Increasingly, the world around us is being monitored and recorded. Not too long ago, if a security camera captured a your image, you were probably committing. Today, surveillance cameras are found in school buses, on college campuses, in cars, and even hidden amidst a household’s decor. Whether surveillance cameras, and the implications of a monitored society are right or wrong, good or bad doesn’t matter: Video surveillance has become necessary part of our lives. While privacy implications have been raised by citizens, companies, and other entities, the current trend is more surveillance, not less.
Let’s face it: The cost of installing a video camera to record a task is minimal when compared to hiring an employee to perform the same task. Not to mention the fact that cameras are reliable, impartial, and financially feasible.
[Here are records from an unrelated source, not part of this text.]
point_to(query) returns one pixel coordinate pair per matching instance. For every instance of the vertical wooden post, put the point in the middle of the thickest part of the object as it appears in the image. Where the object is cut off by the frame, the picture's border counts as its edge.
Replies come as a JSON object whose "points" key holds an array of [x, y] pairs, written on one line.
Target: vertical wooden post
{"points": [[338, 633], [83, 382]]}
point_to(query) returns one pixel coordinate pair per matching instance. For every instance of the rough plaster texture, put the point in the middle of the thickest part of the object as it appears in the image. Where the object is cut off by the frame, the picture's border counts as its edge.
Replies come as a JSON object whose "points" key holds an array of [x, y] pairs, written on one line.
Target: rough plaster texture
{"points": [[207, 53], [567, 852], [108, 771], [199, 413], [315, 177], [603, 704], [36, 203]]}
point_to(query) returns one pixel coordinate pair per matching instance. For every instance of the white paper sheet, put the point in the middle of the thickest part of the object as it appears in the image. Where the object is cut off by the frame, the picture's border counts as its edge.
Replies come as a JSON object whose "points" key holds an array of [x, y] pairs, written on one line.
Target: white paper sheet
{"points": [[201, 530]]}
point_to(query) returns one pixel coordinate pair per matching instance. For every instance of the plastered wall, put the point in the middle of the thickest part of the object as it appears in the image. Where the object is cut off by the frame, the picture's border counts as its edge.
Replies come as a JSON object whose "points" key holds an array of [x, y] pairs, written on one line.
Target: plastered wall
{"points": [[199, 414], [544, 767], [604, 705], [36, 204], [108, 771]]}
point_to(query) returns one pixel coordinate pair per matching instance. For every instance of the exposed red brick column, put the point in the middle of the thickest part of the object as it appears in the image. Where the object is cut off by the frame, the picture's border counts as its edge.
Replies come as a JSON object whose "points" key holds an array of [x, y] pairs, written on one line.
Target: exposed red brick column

Functions once performed by people, like monitoring intersections for traffic violations, can now be simply recorded, freeing up that human resource for other duties where a cameras can’t be used.
To say that surveillance cameras have changed our lives and society is an understatement; think of the numerous instances of fugitives brought to justice or crimes solved due to this silent witness. Television reporters, newspapers, and online news sources document cases on what seems to be a weekly basis.
The media also highlights those “precious moments” that prompts this question:
Are humans really meant to occupy the top rung of the ladder, or is that just a fluke?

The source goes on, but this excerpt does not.